Today's piece about the positive state of classical music in Toronto by music critic John Terauds in the _Toronto Star_ (the city's largest newspaper). Living I the city, I know he is right.


----------



## Rtnrlfy

This is great news indeed. I only hope that this is a positive sign for musicians themselves; we know a fair number of folk/roots musicians who are struggling in Toronto to keep themselves afloat, due to the high costs of housing, the negative impact streaming has had on their income, the number of smaller music venues that are closing, and so forth.


----------



## Roger Knox

Rtnrlfy said:


> This is great news indeed. I only hope that this is a positive sign for musicians themselves; we know a fair number of folk/roots musicians who are struggling in Toronto to keep themselves afloat, due to the high costs of housing, the negative impact streaming has had on their income, the number of smaller music venues that are closing, and so forth.

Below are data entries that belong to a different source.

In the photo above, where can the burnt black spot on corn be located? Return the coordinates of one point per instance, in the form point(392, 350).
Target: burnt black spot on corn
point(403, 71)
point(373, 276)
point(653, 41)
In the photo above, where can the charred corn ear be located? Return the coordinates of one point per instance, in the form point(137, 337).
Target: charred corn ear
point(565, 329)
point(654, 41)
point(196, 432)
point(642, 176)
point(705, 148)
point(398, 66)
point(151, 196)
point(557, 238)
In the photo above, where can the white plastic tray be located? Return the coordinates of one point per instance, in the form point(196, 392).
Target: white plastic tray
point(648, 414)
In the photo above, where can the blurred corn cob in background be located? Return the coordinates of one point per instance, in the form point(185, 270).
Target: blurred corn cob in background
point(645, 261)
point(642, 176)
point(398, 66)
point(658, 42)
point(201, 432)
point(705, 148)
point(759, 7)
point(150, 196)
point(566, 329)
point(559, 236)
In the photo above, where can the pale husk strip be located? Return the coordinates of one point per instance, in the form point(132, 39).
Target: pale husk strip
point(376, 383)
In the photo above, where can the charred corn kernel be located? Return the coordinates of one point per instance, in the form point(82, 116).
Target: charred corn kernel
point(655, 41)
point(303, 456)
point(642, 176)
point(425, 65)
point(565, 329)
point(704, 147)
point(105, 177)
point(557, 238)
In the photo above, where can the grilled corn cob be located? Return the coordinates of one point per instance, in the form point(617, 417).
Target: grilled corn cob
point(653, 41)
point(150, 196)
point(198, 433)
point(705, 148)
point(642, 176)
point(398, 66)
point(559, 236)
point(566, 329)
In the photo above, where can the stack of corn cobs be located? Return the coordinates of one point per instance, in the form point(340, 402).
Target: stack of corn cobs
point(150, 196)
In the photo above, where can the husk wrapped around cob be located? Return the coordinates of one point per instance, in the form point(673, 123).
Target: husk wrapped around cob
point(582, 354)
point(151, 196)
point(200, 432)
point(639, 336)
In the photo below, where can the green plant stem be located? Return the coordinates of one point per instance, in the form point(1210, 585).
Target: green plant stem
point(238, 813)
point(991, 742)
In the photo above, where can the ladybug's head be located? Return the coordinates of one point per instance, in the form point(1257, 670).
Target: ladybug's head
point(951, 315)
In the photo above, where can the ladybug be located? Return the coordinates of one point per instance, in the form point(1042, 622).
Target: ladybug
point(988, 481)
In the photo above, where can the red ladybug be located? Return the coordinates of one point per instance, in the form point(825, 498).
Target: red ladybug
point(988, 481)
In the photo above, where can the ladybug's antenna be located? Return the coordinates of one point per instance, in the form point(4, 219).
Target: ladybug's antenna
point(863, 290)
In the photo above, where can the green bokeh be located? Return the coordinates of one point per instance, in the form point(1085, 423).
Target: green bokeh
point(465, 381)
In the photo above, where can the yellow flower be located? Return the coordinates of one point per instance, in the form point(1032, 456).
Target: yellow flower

All true. Music can thrive, giving the listener an unprecedented number of options, while the musicians starve. In addition to the points you mention, there are probably more musicians in the city than significant opportunities for them. In Toronto the mainstream media environment for classical music has deteriorated drastically in recent years, and I hope that article will lead the media at least to reconsider its neglect.


----------